Money alone can’t fix Eskom – analyst

Energy expert Chris Yelland says government has to fix the real problems at Eskom‚ not just throw money at the parastatal.

Speaking to TimesLIVE on Monday‚ Yelland said the issue at hand was that Eskom’s finances were not healthy – the reason it had initially told employees they were not getting a wage increase.

“What we are seeing here is the result of the financial stress at Eskom. If Eskom was not under financial stress it would not offer a zero-percent increase. The real underlying reason is the financial stress at Eskom. Load-shedding is just a symptom of a deeper problem. The deeper problem is the financial unsustainability at Eskom‚” he said.

“It is no good throwing money at a problem because that is what government has been doing … at Eskom.”
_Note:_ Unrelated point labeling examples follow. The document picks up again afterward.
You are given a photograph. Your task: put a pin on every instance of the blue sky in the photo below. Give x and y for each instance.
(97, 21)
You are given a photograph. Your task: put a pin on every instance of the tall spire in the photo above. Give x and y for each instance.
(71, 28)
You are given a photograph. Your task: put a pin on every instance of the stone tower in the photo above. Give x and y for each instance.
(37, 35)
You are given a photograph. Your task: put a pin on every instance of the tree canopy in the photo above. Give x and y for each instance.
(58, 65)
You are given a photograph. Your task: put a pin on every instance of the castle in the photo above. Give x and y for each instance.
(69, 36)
He said‚ looking at the regulatory framework and structure of Eskom‚ it would be a lengthy project to fix the power utility.
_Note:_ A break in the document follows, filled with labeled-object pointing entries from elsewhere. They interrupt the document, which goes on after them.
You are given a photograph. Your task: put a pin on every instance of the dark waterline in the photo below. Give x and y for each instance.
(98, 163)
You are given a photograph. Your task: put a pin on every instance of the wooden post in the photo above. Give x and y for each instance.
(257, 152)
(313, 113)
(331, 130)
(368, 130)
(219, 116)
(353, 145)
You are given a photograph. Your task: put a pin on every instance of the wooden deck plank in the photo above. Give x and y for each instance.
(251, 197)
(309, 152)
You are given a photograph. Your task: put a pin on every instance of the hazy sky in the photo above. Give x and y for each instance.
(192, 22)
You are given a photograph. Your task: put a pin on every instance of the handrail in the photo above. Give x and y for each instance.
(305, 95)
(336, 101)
Eskom workers staged a protest outside the company’s head office in Sunninghill‚ Johannesburg‚ on June 14. The workers were angry after management came to the negotiating table with a zero-percent wage offer‚ while unions were demanding a 15% wage increase across the board.

Eskom indicated that the wage impasse coincided with alleged acts of “sabotage” at some of its power stations‚ reducing power output and forcing the power utility to resort to load-shedding. This was just a week after Eskom had informed the public that there would no be load-shedding this winter.

Yelland proposed that government reverted to its 1998 white paper on energy policy‚ which included details on how to restructure Eskom and improve the entire electricity supply industry.

The document proposed unbundling Eskom’s generation division into a number of competing generation units‚ which could be state-owned or private-public partnerships. It said Eskom’s transmission division should become an independent system and market operator‚ ensuring equal and non-discriminatory access. It also proposed changes to Eskom and municipal distribution.

“My view is that all our eggs are in one basket‚ which is Eskom. That is the problem. It makes sense to unbundle Eskom into a number of different operations … If Eskom goes on strike‚ the whole country falls over. This is a high risk. We are seeing the results of that today. We saw Eskom having labour unrest and the whole electricity supply industry collapses‚” Yelland said.

He warned that if South Africa did not deal with structural issues at Eskom‚ the same problem would resurface every time there was labour unrest at the power utility‚ placing the country’s electricity supply at risk.

“It is a never-ending thing. It is like South African Airways. If you throw money at it and don’t fix the problem‚ you will be throwing money at it again and again‚” he said.